A Lack of Participation

Everything we do online is driven by a pursuit of four goals:

  1. Exploration
  2. Consumption
  3. Creation
  4. Participation

When I first discovered the web as a teenager, my desire to explore, previously satisfied by a few acres of Ohio woods near my home, suddenly seized on the endless horizon of digital spaces. Exploration leads naturally into consumption, as the hunter-gatherer instinct to collect and ingest takes over. I bookmarked. I read, broadly and deeply. I looked and looked, first at images, and then at video as it came along. But exploration and consumption were not enough. I had to create the thing that brought me so much pleasure. I learned to design and code and I built and built and built.

The disappointing truth

What’s always bothered me is that, for all my professed love of the web, I’ve participated very little.

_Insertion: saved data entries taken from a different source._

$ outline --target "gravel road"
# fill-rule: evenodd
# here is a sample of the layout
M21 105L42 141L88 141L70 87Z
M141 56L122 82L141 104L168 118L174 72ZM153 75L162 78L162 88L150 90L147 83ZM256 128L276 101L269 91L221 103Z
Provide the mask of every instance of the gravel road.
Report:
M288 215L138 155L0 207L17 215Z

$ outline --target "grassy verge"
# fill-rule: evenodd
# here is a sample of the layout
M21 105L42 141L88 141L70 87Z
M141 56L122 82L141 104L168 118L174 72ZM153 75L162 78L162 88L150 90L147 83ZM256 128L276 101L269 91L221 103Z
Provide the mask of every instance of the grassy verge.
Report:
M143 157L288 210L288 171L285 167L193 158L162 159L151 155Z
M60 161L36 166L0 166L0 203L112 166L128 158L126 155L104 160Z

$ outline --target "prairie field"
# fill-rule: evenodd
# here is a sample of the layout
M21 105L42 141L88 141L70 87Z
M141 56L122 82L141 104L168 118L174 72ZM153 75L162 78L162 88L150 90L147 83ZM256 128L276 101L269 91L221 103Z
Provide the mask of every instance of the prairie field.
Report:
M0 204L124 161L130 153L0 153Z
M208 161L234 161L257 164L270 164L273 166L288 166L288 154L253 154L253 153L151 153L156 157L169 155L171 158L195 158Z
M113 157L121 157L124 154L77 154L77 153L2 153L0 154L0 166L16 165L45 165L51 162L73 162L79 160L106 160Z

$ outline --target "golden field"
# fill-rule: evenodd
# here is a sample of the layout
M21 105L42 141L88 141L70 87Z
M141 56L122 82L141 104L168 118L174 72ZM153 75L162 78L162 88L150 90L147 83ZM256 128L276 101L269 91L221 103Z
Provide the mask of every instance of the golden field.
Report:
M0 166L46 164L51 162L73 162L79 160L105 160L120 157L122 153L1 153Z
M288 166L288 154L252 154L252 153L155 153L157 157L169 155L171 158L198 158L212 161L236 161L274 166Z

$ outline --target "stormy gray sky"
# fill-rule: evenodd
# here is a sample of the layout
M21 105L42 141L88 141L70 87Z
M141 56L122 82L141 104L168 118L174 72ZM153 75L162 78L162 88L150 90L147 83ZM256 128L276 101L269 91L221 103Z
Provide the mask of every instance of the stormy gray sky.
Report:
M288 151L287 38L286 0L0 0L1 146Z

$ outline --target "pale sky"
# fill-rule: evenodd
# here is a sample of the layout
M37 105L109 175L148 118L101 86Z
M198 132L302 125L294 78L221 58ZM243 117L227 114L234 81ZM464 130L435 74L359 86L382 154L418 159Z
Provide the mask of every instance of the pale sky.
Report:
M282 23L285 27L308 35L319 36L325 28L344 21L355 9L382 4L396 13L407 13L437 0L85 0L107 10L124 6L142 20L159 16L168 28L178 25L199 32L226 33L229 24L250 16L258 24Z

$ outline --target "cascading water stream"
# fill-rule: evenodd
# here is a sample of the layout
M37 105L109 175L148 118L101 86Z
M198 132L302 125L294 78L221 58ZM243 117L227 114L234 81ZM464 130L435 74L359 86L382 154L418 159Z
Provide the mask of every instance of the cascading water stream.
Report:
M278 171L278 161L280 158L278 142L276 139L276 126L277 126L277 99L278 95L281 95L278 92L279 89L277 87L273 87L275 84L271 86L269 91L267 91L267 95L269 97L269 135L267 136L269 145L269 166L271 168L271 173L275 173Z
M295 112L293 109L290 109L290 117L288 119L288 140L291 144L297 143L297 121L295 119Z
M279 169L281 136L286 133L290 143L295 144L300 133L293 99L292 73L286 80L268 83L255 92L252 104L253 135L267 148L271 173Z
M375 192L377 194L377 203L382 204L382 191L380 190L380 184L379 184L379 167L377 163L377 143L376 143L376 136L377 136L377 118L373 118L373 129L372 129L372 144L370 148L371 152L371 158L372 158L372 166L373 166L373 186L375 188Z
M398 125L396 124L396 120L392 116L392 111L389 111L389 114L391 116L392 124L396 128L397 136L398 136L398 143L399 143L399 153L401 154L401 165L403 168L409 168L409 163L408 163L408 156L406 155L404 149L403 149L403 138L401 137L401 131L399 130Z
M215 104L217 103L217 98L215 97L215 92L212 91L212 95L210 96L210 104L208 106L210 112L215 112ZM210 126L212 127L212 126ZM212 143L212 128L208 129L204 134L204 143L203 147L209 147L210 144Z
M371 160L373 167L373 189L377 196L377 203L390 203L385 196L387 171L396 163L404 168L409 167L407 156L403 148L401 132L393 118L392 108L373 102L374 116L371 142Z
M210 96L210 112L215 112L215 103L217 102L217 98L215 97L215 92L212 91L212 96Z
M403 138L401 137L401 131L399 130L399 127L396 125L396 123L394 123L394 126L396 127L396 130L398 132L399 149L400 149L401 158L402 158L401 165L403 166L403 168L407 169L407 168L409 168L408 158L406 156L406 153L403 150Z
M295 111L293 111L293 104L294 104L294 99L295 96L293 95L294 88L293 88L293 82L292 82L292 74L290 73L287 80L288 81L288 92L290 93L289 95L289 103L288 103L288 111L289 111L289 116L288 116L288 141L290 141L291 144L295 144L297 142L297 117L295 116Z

In comparison to the time and energy I spend in exploration, consumption and creation, I spend very little time connecting to other people through this medium. And isn’t that kind of the point of the web, after all? In 16 years online, I’ve mostly been a lurker. That fact is very disappointing to me.

I was reflecting recently on my lack of participation. Everyone has reasons for what they do and don’t do. What were mine? I think it’s three things.

1. I have a greater desire for the other goals

It’s not that I don’t want to be an active participant in online culture. I want to connect with other humans. But my desire to search, to discover, to learn, and to build often outweighs my desire to communicate and relate with others.

2. Participation is the most difficult for me

Participation requires the most emotional energy and it feels the riskiest. I’m afraid of criticism, of not being like and accepted, of being misunderstood or simply ignored. Exploration and consumption are easy by comparison. Creation, although difficult, is manageable because I enjoy the process of building so much.

3. My habits are set

My online habits have been established over the years by choosing to do what is easiest and what I desire most. Even if my desire for participation grows and the difficult of doing so lessens, my behaviors are still largely governed by the habits I’ve made.

And now, a reset

I think I’ve been off track. It’s absurd to love a tool more than it’s purpose, a means of connecting people more than people. I need to change and I’ll need to move backward to do so. I need to change my habits, limiting my time exploring and consuming and increasing my time connecting with others. I need to accept that participation is difficult and…do it anyway. I need to change what it is I want and care more about people than my own growth and accomplishment.